Thursday, July 13, 2006

GM won't return to employee pricing to boost sales

Friday, July 07, 2006
GM won't return to employee pricing to boost sales
Brett Clanton / The Detroit News

After letting a no-interest financing promotion expire Wednesday, General Motors Corp. is resisting the temptation to roll out another big summer sales promotion -- for now.

GM told dealers this week it will reinstate until July 18 the rebates and low-interest financing deals that were in place before the automaker’s “GM 72 Hour Sale” launched nationwide on June 27.

The automaker has not said what it will do after that. But officials are clear on one point.

“We have no intention of going back to employee pricing,” said GM spokesman John McDonald.

Last summer’s employee-pricing-for-everyone promotion was hugely successful for GM. But the automaker said in January that it wants to move away from big discount programs, which erode resale values and confuse consumers. Instead, its goal is to price vehicles closer to what customers actually pay.

But sticking to the strategy may prove difficult this summer.

DaimlerChrysler AG’s Chrysler Group has a new employee-pricing deal that offers zero-percent financing and a 30-day return guarantee. And Ford Motor Co. has a program that offers cash rebates, no-interest financing and free fuel for six months on most Ford vehicles. Both programs expire at the end of July.

Some GM dealers wonder whether GM will be forced to offer a more aggressive discount plan in coming weeks if Ford and Chrysler draw buyers with their promotions.

But Tom Waurishuk, sales manager at a Saturn dealership in Stamford, Conn., hopes GM sticks to its guns and tries to get off the incentive roller coaster.

“You can’t keep doing it,” he said, “because it’s a never-ending cycle.”

GM’s lower-rebate strategy has had mixed results so far this year. While customers are paying slightly more for GM vehicles and residual values of some models are improving, the company’s sales are down more than 12 percent through June.

Yet the automaker may have gotten a boost from its 72-hour sale, which expired July 5. That program, which offered zero-percent financing for 72 months on most 2006 models, was a runaway success, said GM dealers.

Steve Cook, owner of Cook GM Superstore in Vassar, Mich., said the program turned what is traditionally a slow week into a hot one.
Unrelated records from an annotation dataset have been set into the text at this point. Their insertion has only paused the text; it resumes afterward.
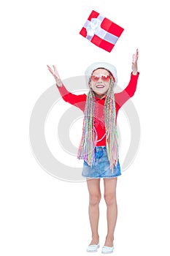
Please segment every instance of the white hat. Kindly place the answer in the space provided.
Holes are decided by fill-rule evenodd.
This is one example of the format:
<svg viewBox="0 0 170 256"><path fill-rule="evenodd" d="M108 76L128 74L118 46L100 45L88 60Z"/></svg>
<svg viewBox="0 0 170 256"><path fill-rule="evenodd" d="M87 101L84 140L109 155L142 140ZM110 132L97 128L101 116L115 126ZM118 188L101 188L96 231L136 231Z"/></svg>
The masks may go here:
<svg viewBox="0 0 170 256"><path fill-rule="evenodd" d="M89 78L90 78L93 72L99 68L103 68L109 70L111 75L114 77L115 80L115 84L117 84L117 76L116 68L115 66L107 62L95 62L92 64L90 66L89 66L85 72L85 74L88 78L88 81L89 80Z"/></svg>

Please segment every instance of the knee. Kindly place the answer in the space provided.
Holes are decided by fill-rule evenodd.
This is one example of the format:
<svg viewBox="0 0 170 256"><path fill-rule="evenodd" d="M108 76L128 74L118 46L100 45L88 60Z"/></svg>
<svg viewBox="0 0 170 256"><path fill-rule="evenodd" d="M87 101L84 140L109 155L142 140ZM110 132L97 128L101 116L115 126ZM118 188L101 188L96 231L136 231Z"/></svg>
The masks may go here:
<svg viewBox="0 0 170 256"><path fill-rule="evenodd" d="M98 205L101 200L101 195L90 195L90 205L96 206Z"/></svg>
<svg viewBox="0 0 170 256"><path fill-rule="evenodd" d="M116 204L116 195L115 194L106 194L104 195L104 200L107 206Z"/></svg>

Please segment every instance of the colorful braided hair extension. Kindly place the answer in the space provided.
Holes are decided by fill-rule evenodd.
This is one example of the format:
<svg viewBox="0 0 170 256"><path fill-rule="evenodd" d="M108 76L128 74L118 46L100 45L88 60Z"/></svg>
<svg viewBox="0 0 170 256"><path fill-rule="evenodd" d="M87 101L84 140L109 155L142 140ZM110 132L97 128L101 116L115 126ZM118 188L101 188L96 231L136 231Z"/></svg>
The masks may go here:
<svg viewBox="0 0 170 256"><path fill-rule="evenodd" d="M108 70L109 71L109 70ZM116 109L114 97L114 80L110 75L111 83L104 102L104 119L108 159L112 171L118 160L117 131L116 127ZM86 99L84 113L82 135L78 150L78 159L84 159L89 165L95 161L94 148L97 135L93 129L94 92L90 89Z"/></svg>

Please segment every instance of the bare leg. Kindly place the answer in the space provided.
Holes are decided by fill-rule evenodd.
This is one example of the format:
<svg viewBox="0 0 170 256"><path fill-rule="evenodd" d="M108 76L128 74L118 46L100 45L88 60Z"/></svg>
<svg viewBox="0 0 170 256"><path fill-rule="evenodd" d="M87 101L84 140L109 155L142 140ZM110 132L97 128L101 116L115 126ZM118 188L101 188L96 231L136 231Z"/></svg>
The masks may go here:
<svg viewBox="0 0 170 256"><path fill-rule="evenodd" d="M90 244L97 244L99 240L98 226L99 220L99 203L101 200L100 178L87 179L89 192L89 219L91 227Z"/></svg>
<svg viewBox="0 0 170 256"><path fill-rule="evenodd" d="M107 203L107 235L104 246L112 247L114 240L114 231L117 217L116 201L117 178L104 178L104 200Z"/></svg>

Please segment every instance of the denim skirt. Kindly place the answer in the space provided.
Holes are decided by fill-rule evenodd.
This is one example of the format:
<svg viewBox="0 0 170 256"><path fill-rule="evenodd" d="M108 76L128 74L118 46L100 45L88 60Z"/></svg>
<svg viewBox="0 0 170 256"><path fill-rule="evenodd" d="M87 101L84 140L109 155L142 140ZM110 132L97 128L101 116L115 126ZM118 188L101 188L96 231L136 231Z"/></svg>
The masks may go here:
<svg viewBox="0 0 170 256"><path fill-rule="evenodd" d="M114 166L114 171L110 169L107 157L107 147L96 146L95 148L95 162L92 166L84 161L82 176L89 178L115 178L121 175L119 160Z"/></svg>

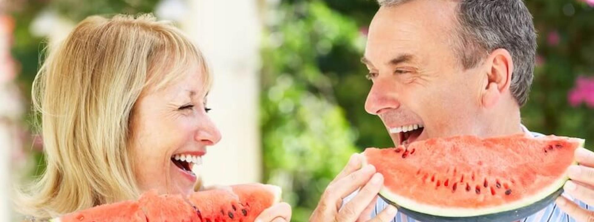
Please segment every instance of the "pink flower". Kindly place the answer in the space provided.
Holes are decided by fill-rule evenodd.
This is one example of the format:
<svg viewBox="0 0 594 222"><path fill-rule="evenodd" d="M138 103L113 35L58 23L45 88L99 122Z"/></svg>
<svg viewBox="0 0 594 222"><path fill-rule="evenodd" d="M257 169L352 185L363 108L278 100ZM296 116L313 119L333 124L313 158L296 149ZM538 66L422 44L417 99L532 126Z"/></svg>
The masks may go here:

Cook said he usually sells about eight new vehicles during the first week of July.

“This year, I’m pretty darn close to 40.”

And while the campaign has expired, it is still luring buyers, he said.

Tammy Hess, 30, said the promise of a good deal helped sway her to purchase a 2006 Chevy Malibu sedan on Friday.

“I had been looking for a while,” she said, “and then I heard about the deals.”

GM will continue to offer zero-percent financing for 72 months on select 2006 model-year SUVs, including the Chevy Trailblazer and Chevy Trailblazer. Cash rebates or low-interest rate deals are also available on most 2006 models, and some 2007 vehicles.

The automaker is trying to reduce its overall incentive spending as part of a sweeping turnaround plan. But GM’s McDonald said the company will keep offering “tactical” rebates in competitive vehicle categories as needed.

Detroit automakers all increased their incentive spending in June as they entered the busy summer selling season, according to Santa Monica, Calif-based industry research firm

Compared with the month before, GM’s spending rose by $424 to $3,185 per vehicle sold. Chrysler's incentives spending was up $100 to $3,768, and Ford's was up $438 to $3,647 per vehicle sold.

But industry wide, the firm said, incentive spending is down 9 percent from a year ago.